# Red-Black



## redondoaveb (Jan 16, 2011)

Just received part of my Red-Black build group :thumbsup:


----------



## Math's (Jun 25, 2011)

they should have made that color a long time ago, nice stuff


----------



## firemanj92 (May 17, 2010)

Math's said:


> they should have made that color a long time ago, nice stuff


very nice!!


----------



## asad137 (Jul 29, 2009)

Sexy.


----------



## redondoaveb (Jan 16, 2011)

Yeah, I really like the look of the black chainrings. I wish they made a clamp on Force front derailleur in black


----------



## Dogo X (Jul 17, 2011)

Hey, I'm new to the sport and building my S_Works Roubaix OSBB actually I love this group set but don't know how to buy it!>>>

Any suggestion?

Thanks in advance.


----------



## redondoaveb (Jan 16, 2011)

Dogo X said:


> Hey, I'm new to the sport and building my S_Works Roubaix OSBB actually I love this group set but don't know how to buy it!>>>
> 
> Any suggestion?
> 
> Thanks in advance.


I bought my parts on Ebay in pieces.
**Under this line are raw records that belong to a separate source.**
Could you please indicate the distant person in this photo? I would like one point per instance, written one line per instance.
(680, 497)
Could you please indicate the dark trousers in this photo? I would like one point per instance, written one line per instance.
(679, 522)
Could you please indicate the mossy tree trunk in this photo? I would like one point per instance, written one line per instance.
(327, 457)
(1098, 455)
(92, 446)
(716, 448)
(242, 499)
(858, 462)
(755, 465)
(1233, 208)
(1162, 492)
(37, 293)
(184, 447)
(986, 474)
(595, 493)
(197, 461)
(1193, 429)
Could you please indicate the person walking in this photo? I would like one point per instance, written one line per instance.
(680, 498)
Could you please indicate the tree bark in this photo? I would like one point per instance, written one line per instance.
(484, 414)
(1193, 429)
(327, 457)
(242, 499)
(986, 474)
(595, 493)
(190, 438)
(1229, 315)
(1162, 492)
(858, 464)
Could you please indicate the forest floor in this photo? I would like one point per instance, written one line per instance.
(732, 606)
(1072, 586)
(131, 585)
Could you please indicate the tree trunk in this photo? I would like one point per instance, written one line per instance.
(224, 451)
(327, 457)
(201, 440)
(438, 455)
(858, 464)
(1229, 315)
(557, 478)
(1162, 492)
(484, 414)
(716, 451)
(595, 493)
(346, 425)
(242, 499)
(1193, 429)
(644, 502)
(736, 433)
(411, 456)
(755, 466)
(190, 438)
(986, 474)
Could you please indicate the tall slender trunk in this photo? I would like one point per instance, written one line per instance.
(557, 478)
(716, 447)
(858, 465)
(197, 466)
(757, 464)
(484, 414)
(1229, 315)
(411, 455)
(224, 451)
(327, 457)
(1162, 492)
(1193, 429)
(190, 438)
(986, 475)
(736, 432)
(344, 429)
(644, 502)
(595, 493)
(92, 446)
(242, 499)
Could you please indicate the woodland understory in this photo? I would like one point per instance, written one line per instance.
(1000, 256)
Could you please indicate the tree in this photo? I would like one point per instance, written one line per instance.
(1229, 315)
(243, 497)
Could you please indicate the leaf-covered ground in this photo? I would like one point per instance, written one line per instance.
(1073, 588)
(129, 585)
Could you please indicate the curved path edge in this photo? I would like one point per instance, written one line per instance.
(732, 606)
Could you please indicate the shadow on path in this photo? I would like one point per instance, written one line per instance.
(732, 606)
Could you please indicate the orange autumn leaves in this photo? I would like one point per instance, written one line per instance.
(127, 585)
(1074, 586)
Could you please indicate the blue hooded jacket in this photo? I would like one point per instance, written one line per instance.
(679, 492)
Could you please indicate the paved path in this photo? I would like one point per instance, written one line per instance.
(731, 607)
Didn't need the whole group and got good prices on individual parts.


----------



## redondoaveb (Jan 16, 2011)

Just got my bike back with Red/Black installed. It's amazing how much better Red works than Apex.


----------



## tober1 (Feb 6, 2009)

Cross-chainer  

Nice ride!


----------



## redondoaveb (Jan 16, 2011)

tober1 said:


> Cross-chainer
> 
> Nice ride!


I used to be a closet cross chainer. I guess with the pics it's out in the open now. :blush2:

Thanks for the compliment!


----------



## MarvinK (Feb 12, 2002)

It's not technically cross chained... was your Apex short or medium cage?


----------



## redondoaveb (Jan 16, 2011)

MarvinK said:


> It's not technically cross chained... was your Apex short or medium cage?
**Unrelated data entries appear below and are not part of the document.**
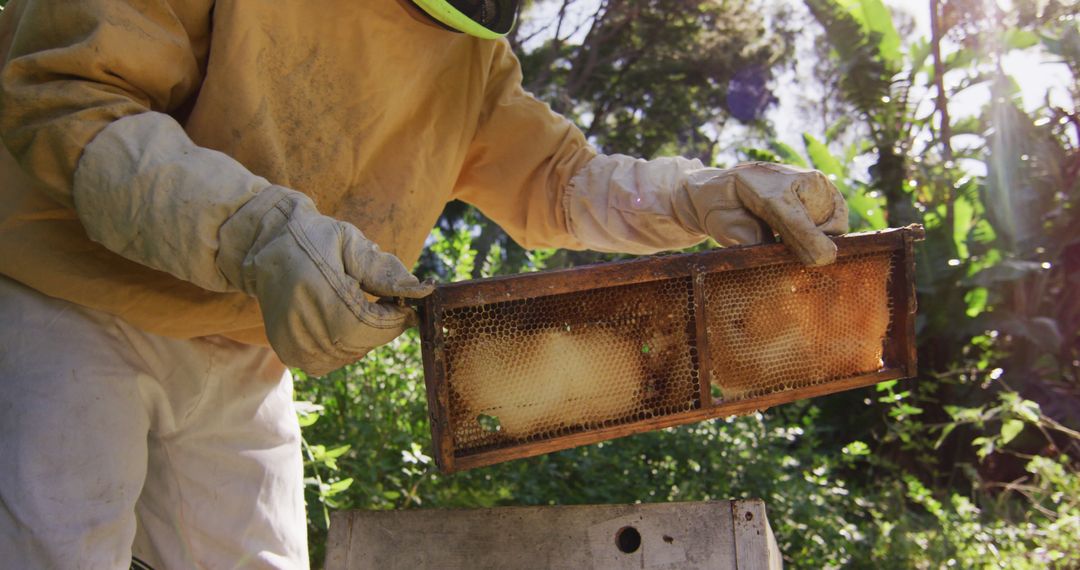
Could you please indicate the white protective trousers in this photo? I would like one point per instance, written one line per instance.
(117, 442)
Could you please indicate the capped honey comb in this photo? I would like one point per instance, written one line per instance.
(528, 364)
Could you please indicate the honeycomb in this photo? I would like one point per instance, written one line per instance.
(539, 368)
(783, 327)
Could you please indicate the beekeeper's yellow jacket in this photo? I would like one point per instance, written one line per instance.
(377, 116)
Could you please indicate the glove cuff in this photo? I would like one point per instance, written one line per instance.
(145, 191)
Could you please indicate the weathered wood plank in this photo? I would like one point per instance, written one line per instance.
(663, 535)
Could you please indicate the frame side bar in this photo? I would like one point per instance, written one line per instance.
(434, 379)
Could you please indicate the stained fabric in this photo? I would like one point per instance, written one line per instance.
(377, 116)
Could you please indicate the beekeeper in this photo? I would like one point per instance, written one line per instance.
(187, 184)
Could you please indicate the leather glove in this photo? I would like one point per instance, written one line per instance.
(617, 203)
(310, 274)
(144, 190)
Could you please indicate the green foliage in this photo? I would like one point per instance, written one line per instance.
(653, 77)
(975, 464)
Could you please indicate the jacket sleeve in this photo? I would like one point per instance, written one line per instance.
(73, 67)
(522, 160)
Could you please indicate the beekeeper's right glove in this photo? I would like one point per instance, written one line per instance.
(146, 191)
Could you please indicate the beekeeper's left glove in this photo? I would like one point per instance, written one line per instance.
(144, 190)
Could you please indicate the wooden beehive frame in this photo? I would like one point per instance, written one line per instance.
(899, 354)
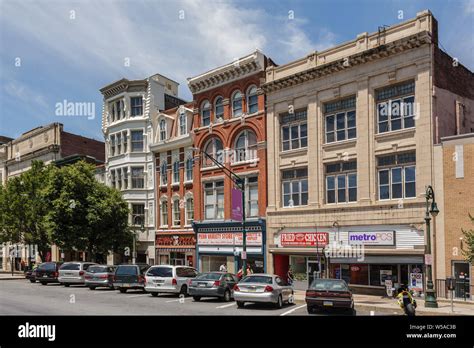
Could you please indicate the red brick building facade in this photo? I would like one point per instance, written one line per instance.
(230, 125)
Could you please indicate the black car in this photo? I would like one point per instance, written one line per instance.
(48, 272)
(213, 284)
(130, 276)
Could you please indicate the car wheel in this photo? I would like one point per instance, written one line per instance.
(226, 297)
(279, 303)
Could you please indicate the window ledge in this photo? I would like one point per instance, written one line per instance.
(290, 153)
(339, 144)
(395, 134)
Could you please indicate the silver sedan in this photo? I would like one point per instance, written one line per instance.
(266, 288)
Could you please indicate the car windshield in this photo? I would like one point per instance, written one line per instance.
(257, 279)
(97, 269)
(208, 276)
(71, 267)
(166, 272)
(126, 270)
(329, 285)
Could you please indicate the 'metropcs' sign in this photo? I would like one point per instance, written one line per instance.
(372, 238)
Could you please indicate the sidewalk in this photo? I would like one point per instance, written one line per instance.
(375, 303)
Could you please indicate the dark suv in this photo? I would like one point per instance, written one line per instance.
(129, 276)
(48, 272)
Apex was short cage. Also, can't believe how much shorter the throw is on the Red levers compared to Apex. Love this set up.


----------



## breezer69 (Jul 15, 2011)

very nice


----------



## red elvis (Sep 9, 2010)

i agree. they look so nice. :thumbsup:


----------



## MarvinK (Feb 12, 2002)

I'm sort of missing the old-style Red... not really a fan of black. Wish they did a white theme--rather than push that on their lowest-end parts.


----------



## jason07 (Jul 26, 2010)

Here is SRAM Red Black on my new 2012 Roubaix.

It looks great on the white!


----------